Ella Beere

Personal information
- Nickname: Beery
- Born: 15 April 1998 (age 28) North Gosford, NSW, Australia
- Home town: Gold Coast, Queensland, Australia

Sport
- Country: Australia
- Sport: Sprint kayak
- Events: K-2 500 m, K-4 500 m

Medal record
Women's canoe sprint
Representing Australia
World Championships
| Silver medal – second place | 2022 Dartmouth | K-4 500 m |

= Ella Beere =

Australian canoeist (born 1998)

Ella Beere (born 15 April 1998) is an Australian canoeist. She represented Australia at the 2024 Summer Olympics.

==Early life==
Beere attended Macquarie University in Sydney and earned an undergraduate degree in psychology.

==Career==
Beere competed at the 2022 ICF Canoe Sprint World Championships in the K-4 500 metres event and won a silver medal.
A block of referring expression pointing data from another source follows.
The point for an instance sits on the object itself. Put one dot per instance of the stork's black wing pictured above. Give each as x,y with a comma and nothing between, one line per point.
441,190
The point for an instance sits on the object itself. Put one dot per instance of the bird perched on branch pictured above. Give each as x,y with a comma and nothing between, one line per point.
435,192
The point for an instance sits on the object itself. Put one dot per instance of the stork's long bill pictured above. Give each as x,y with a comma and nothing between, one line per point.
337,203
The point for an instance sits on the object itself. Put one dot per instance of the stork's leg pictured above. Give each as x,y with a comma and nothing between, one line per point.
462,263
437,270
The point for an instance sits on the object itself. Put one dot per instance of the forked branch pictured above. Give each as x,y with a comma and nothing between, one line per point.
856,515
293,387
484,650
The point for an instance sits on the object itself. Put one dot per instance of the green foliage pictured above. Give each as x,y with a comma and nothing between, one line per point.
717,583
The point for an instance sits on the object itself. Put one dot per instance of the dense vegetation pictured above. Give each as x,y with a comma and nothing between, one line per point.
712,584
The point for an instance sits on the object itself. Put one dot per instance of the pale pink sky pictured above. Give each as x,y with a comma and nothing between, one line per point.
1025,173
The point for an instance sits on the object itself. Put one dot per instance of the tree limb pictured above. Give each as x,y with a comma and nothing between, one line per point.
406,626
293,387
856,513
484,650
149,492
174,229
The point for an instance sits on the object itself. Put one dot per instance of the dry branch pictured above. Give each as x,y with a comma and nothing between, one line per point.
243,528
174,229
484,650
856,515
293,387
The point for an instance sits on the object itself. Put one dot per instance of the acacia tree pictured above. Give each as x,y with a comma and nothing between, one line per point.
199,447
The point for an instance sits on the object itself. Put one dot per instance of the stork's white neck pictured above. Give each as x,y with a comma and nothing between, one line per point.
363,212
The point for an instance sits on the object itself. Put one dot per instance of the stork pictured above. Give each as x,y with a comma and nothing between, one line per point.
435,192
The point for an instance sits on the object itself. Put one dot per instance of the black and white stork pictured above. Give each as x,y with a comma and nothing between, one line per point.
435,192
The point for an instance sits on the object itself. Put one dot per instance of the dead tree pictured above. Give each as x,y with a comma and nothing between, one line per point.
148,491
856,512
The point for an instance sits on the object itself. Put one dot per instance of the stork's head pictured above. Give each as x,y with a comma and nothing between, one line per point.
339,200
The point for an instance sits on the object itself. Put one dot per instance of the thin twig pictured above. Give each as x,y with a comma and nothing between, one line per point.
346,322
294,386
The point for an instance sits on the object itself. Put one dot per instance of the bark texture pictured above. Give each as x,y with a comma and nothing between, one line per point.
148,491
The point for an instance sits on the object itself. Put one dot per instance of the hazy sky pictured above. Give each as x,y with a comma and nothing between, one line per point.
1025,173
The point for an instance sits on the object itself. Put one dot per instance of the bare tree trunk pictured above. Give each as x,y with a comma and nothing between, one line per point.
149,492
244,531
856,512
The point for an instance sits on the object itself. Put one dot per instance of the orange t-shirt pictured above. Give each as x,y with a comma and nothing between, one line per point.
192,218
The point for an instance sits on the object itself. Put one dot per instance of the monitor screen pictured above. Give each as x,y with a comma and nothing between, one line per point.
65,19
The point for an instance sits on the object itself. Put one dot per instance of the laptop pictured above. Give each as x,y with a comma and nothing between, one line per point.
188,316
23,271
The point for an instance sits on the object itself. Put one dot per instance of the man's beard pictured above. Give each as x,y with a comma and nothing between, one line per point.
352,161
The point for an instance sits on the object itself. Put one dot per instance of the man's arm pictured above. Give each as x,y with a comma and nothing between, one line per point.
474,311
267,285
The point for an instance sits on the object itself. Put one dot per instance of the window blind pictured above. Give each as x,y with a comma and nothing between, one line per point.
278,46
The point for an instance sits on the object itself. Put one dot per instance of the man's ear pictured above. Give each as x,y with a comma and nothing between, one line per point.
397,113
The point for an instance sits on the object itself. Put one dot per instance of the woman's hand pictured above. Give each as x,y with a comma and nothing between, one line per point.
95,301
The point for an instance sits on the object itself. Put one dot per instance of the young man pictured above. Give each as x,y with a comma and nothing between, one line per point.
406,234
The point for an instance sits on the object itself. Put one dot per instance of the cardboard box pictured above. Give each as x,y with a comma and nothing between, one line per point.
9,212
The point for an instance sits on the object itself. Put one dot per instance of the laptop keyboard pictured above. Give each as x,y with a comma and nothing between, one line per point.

She competed at the 2023 ICF Canoe Sprint World Championships in the K-4 500 metres event and finished in fifth place with a time of 1:32.636. As a result, they qualified for the 2024 Summer Olympics. At the Olympics she competed in the K-2 500 metres event with Alyssa Bull and advanced to the final, finishing in 7th place.